Somente entre janeiro e julho de 2026, a Secretária de Estado da Saúde do Tocantins efetuou R$ 44.058.971,83 em pagamentos ao Hospital Dom Orione, referentes aos contratos vigentes. Desse total, R$ 17.756.083,22 foram destinados ao contrato nº 127/2022 que trata do serviço de cirurgias cardíacas e R$ 6.530.439,29 ao contrato nº 410/2026 destinado aos serviços de obstetrícia, R$ 11.300.569,31 ao Contrato nº 128/2022; R$ 3.611.450,00 à Requisição do Processo nº 9286/2022; e R$ 4.860.430,01 referem-se ao repasse financeiro previsto na Lei Federal nº 14.434/2022, destinado às entidades filantrópicas que complementam os serviços do SUS, demonstrando que o Estado vem honrando seus compromissos financeiros por meio de pagamentos contínuos ao longo do ano.

Além disso, no último dia 23 de julho, a Secretaria realizou um novo pagamento de R$ 2.451.939,32, valor destinado à amortização dos contratos mantidos com a instituição hospitalar. Desse montante, R$ 1.508.924,00 foram destinados ao contrato nº 007226 com a Rede Alyne e R$ 943.015,32 ao contrato nº 009198 referente a diversas especialidades como os serviços de cardiologia, cirurgias endovasculares e outros reduzindo o saldo financeiro existente entre as partes.

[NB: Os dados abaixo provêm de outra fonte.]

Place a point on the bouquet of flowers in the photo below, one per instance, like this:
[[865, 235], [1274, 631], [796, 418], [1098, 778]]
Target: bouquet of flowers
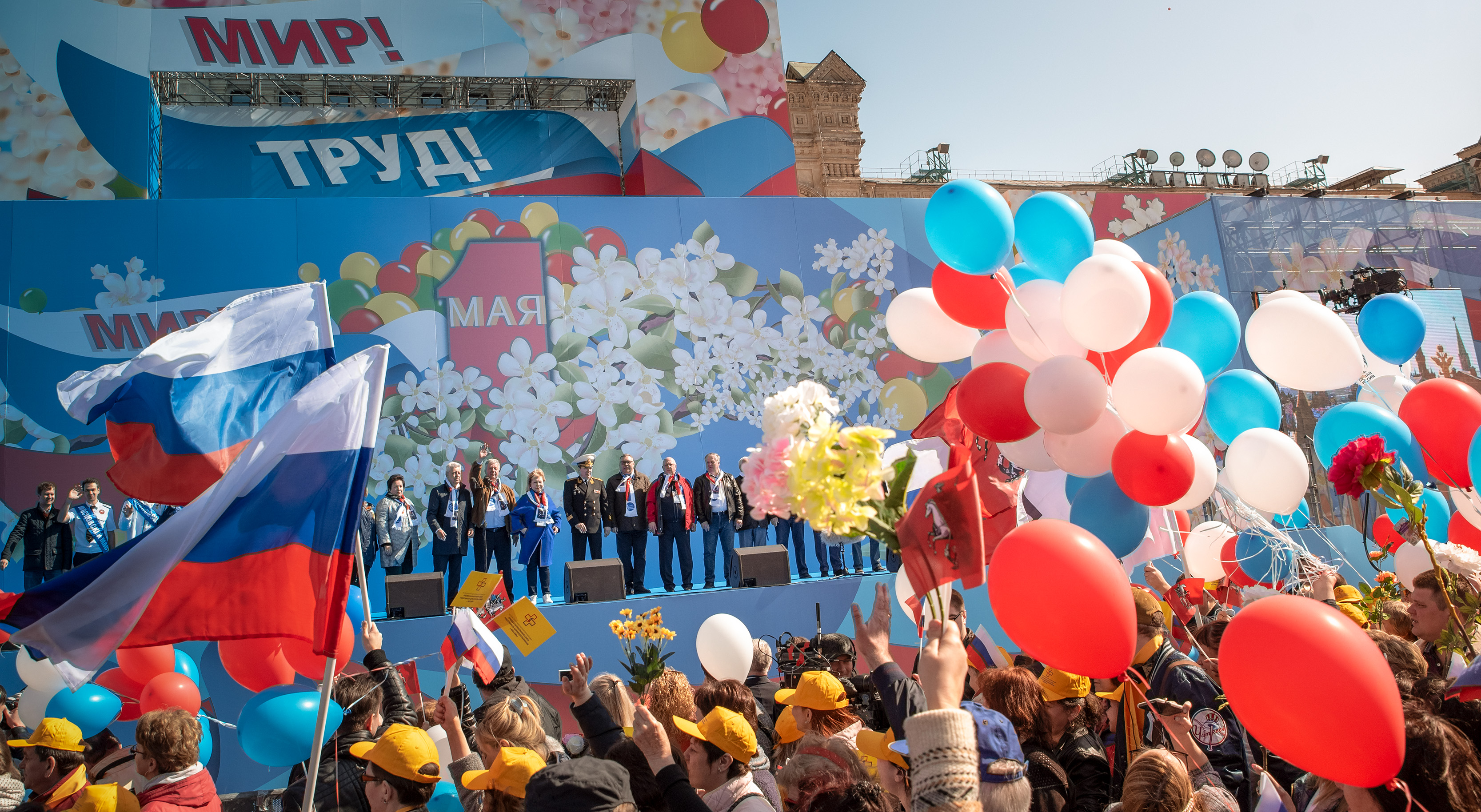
[[645, 660]]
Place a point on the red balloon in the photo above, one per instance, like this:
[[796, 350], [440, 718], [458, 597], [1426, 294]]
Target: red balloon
[[1445, 415], [1289, 666], [128, 691], [737, 26], [171, 691], [143, 665], [1062, 596], [257, 665], [990, 401], [1157, 321], [977, 301], [397, 278], [303, 658], [1153, 469]]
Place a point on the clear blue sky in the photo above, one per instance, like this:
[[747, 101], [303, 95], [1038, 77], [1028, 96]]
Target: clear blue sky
[[1058, 85]]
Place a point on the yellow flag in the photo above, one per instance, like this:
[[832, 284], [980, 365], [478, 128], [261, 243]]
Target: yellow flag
[[526, 626]]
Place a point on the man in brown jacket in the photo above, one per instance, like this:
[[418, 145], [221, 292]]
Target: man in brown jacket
[[492, 502], [627, 512]]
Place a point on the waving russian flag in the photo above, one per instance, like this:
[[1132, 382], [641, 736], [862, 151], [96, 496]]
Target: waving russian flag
[[266, 552], [184, 408]]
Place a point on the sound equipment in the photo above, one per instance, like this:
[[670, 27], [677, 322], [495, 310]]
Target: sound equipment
[[593, 581], [419, 595], [760, 566]]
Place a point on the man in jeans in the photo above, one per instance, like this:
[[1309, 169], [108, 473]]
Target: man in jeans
[[717, 502], [48, 538]]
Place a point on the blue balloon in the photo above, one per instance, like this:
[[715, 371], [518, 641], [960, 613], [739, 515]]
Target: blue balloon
[[1205, 328], [1298, 517], [276, 728], [1437, 515], [1107, 512], [1262, 562], [1054, 233], [1348, 422], [92, 707], [1240, 401], [970, 227], [1391, 326], [186, 666]]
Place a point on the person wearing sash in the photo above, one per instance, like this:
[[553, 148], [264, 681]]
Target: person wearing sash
[[627, 512], [396, 528], [537, 522], [448, 509], [492, 502], [92, 524]]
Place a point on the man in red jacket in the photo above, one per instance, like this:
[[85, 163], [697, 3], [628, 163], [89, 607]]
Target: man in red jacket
[[168, 758]]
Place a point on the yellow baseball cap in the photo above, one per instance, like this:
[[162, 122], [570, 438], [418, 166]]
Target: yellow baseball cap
[[58, 734], [726, 729], [106, 798], [510, 772], [402, 750], [815, 691], [1059, 685], [877, 744]]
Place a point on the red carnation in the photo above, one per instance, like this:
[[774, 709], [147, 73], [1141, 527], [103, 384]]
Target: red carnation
[[1357, 466]]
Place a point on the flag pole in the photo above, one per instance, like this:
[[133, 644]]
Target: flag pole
[[319, 731]]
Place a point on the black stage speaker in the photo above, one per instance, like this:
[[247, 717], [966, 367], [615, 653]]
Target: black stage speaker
[[593, 581], [760, 566], [419, 595]]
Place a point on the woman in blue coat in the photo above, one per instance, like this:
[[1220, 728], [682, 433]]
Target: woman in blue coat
[[535, 521]]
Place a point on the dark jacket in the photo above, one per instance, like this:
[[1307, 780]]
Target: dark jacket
[[339, 772], [617, 500], [457, 529], [586, 503], [48, 541], [728, 485]]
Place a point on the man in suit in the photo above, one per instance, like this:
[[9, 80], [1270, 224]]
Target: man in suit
[[627, 512], [717, 503], [448, 510], [586, 503]]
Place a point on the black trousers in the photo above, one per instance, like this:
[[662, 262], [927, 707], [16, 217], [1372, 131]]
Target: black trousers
[[633, 550]]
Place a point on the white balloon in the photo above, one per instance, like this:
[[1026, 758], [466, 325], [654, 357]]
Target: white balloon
[[1066, 394], [1106, 303], [1206, 475], [1089, 453], [1410, 561], [1159, 392], [1387, 392], [1030, 454], [1116, 248], [1036, 322], [1302, 346], [923, 331], [725, 648], [1267, 470], [1203, 547], [997, 347]]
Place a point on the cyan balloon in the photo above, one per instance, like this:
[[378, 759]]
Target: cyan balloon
[[1348, 422], [1240, 401], [1054, 233], [1205, 328], [970, 227], [1110, 515], [1437, 515], [92, 707], [1391, 326]]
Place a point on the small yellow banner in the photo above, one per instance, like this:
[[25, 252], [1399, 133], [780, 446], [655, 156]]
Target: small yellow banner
[[526, 626]]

Os relatórios financeiros também demonstram que parte das obrigações contratuais já foi quitada, como os recursos destinados à Rede Cegonha, enquanto os demais contratos seguem em processo de regularização financeira, evidenciando que existe uma relação contratual ativa, com pagamentos sendo realizados e negociação permanente entre o Estado e a instituição hospitalar.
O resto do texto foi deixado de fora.